Founder’s Forge | Episode 3 | Power Is Of An Encroaching Nature

Welcome back to Founders Forge. I am Congressional candidate Ivette Palomo.
 
Last week, we stood with James Madison, the father of the Constitution, as he defined tyranny for a young republic. Today, we stand with him again as he prescribes a cure for a disease that rages in our own time. Madison knew a truth we have forgotten.
 
A Constitution is not a self-executing document. Words on parchment do not restrain human ambition on their own. In Federalist No. 48, from which today’s quote is drawn, Madison confronts the disease that has always threatened our republic, the relentless encroaching power of the state.

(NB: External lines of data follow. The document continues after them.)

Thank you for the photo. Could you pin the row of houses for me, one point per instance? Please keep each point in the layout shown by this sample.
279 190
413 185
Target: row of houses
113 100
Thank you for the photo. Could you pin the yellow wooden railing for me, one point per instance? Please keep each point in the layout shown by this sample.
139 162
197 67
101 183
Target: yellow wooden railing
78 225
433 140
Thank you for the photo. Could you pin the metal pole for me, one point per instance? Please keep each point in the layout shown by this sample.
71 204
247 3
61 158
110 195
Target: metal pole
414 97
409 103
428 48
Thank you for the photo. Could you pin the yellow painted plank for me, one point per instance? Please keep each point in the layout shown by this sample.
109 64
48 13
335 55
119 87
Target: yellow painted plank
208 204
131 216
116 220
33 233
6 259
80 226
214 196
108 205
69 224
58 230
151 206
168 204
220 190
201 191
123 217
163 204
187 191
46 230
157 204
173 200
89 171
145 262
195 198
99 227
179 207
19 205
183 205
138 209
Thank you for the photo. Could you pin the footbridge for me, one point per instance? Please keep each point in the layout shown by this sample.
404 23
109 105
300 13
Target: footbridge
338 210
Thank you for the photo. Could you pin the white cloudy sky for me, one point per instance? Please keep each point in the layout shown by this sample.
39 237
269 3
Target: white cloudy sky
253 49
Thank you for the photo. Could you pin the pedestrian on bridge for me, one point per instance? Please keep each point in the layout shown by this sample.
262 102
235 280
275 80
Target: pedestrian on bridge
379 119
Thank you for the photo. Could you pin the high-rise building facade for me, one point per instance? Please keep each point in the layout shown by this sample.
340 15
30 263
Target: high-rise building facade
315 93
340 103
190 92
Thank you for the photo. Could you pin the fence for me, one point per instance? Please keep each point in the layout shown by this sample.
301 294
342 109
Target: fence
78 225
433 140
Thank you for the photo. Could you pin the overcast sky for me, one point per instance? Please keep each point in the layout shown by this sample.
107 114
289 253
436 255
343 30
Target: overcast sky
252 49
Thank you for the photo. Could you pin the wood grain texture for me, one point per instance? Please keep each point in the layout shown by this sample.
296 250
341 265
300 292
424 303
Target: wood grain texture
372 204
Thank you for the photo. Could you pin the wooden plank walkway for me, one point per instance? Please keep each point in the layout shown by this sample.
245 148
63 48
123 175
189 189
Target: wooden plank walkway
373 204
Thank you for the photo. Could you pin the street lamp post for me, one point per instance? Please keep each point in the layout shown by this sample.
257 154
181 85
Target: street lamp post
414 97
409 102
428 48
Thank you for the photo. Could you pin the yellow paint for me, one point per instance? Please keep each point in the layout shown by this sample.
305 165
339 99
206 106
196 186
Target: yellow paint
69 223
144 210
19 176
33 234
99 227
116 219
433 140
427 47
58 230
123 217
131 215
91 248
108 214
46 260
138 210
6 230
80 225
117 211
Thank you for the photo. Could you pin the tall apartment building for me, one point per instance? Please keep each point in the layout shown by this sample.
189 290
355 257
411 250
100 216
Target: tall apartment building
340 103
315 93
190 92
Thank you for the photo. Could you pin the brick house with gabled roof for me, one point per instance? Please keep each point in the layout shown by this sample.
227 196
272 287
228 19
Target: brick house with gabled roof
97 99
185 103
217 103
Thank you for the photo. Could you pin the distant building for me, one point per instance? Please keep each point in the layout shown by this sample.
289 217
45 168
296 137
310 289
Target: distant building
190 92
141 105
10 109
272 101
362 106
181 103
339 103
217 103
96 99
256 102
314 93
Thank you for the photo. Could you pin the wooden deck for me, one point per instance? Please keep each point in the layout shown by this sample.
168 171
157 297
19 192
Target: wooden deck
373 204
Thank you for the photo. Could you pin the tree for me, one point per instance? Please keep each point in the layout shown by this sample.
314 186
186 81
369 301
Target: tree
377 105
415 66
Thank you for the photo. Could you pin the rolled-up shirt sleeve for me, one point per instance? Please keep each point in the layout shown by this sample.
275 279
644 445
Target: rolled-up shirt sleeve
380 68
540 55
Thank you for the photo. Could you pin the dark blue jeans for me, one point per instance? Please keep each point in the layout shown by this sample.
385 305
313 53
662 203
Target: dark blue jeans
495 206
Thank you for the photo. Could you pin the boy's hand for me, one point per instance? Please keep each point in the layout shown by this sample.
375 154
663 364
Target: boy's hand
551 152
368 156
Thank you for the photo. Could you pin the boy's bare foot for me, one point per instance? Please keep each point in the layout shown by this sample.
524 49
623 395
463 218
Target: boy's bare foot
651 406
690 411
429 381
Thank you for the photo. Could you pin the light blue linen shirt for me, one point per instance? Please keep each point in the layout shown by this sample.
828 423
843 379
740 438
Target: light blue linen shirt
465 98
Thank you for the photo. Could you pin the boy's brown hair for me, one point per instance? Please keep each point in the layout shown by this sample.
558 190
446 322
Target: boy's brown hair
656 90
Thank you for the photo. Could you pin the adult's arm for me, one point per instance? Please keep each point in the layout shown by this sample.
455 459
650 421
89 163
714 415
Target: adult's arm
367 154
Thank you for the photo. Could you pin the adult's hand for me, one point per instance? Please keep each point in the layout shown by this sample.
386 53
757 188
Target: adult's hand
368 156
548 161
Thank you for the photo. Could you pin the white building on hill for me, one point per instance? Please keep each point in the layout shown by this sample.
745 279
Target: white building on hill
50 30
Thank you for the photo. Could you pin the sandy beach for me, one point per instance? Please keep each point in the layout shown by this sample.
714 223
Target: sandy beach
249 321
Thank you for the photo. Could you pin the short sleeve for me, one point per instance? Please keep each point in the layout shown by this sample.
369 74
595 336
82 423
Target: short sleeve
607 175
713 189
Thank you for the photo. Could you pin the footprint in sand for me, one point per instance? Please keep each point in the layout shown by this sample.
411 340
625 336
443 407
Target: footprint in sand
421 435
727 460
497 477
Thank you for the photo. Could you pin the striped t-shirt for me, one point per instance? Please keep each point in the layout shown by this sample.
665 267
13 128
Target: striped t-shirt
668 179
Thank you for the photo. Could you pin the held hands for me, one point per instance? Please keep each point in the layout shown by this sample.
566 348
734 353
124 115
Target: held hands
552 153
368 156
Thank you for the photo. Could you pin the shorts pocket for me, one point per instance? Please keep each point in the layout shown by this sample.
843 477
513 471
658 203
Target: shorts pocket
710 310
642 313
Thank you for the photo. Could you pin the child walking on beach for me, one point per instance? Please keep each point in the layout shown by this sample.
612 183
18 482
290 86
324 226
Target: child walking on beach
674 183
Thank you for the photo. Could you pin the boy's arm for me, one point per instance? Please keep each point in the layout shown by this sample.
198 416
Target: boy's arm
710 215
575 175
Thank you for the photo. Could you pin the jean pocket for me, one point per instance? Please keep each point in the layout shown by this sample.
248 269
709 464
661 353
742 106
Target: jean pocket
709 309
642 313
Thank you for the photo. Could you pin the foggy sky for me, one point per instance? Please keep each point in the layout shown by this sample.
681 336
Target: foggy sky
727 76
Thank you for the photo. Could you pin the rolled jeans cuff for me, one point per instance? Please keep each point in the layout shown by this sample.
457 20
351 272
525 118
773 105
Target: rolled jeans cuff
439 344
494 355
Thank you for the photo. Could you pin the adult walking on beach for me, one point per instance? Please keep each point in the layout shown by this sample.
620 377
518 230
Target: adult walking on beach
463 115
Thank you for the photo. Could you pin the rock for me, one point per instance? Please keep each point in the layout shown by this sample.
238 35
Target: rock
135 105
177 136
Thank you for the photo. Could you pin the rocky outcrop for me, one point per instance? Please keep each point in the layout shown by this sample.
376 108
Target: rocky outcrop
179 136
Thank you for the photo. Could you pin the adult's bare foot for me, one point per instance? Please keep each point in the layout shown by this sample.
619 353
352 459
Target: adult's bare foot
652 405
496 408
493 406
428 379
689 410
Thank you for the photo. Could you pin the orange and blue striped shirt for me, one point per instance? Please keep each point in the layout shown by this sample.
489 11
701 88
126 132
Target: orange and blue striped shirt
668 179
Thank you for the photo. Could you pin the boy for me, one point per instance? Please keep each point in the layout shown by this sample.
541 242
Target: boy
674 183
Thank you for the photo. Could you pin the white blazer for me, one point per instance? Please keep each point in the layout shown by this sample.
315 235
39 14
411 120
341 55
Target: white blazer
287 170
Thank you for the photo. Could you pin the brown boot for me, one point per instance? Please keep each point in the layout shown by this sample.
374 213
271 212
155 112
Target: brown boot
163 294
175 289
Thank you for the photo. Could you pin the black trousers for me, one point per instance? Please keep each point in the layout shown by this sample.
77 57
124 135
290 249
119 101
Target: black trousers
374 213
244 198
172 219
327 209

His diagnosis was precise. Hear it.
 
It will not be denied that power is of an encroaching nature. and that it ought to be effectually restrained from passing the limits assigned to it.
 
In 1788, with this quote, Madison gave us two essential truths. First is the diagnosis, that power is of an encroaching nature.  And second is the prescription, that power ought to be effectually restrained. And with these two principles, he was sketching the architecture of a republic designed to check itself. Today, we therefore are forced to ask the question that must follow his warning. How do you stop power, any power, from expanding beyond the limits the people set for it?
 
The answer is to apply Madison’s restraint, and we will.
 
The new tool of encroachment which we face today is specifically the secret FEMA algorithm that sets your flood insurance premiums. This is not a market price. It is a tax on your property calculated by a formula you cannot see or appeal. Congress alone
holds the power to levy taxes. Yet this power has slipped into a server farm, running a program called Risk Rating 2.0. There, a bureaucrat enters a command and your family’s financial security is recalculated. No debate, no representative to hold accountable, just a silent digital encroachment of power, surpassing every boundary that Madison envisioned.
 
Despite the distance of two and a half centuries, Madison diagnosed the disease that is in its advanced stage today. Yet his prescription was precise, effectually restrained, not monitored, not made more efficient, restrained.
 
My strike secure protocol is the surgical instrument needed for that restraint. The protocol consists of two legislative actions that will dismantle this architecture of overreach at its source. First, the RAINS Act severs the legislative power from the bureaucracy and returns it to the people’s house. Second, the Administrative Independence Act removes the judicial power from the agency’s hands and gives it back to your peers in a courtroom.
 
For 15 years, Daniel Webster, the incumbent congressman in Florida’s 11th district, has offered managerial theater, studying the theft while the thief empties your home. That is not restraint. It is collaboration. The founder’s warning echoes down to us. Will we build the barriers or will we watch the flood?
 
We were given a system designed to shackle power. We have watched it become a weapon wielded against us. That ends now.
 
We will not plead with the machine to be kinder. We will pull its plug. We will use the power of the vote to pass the REINS Act, as well as the Administrative Independence Act, to rebuild the wall around your property.
 
Madison gave us the diagnosis and the cure. Our charge is to administer it.  That process begins with your vote to send me, Ivette Palomo, to Congress. There, we will enact that cure with the force of law.
 
But the fight we take to the Capitol doors does not end with this one.
 
Next week, we will turn this same lens on a different frontier of this war, our land and our water.
We will see how the same unchecked power is choking the aquifer and our future. Join me then as we secure our inheritance.
 
I am Ivette Palomo, congressional candidate for Florida’s 11th district. And I’ll see you next week at the Founders Forge.
 
Remember— Strike the root. Secure the table.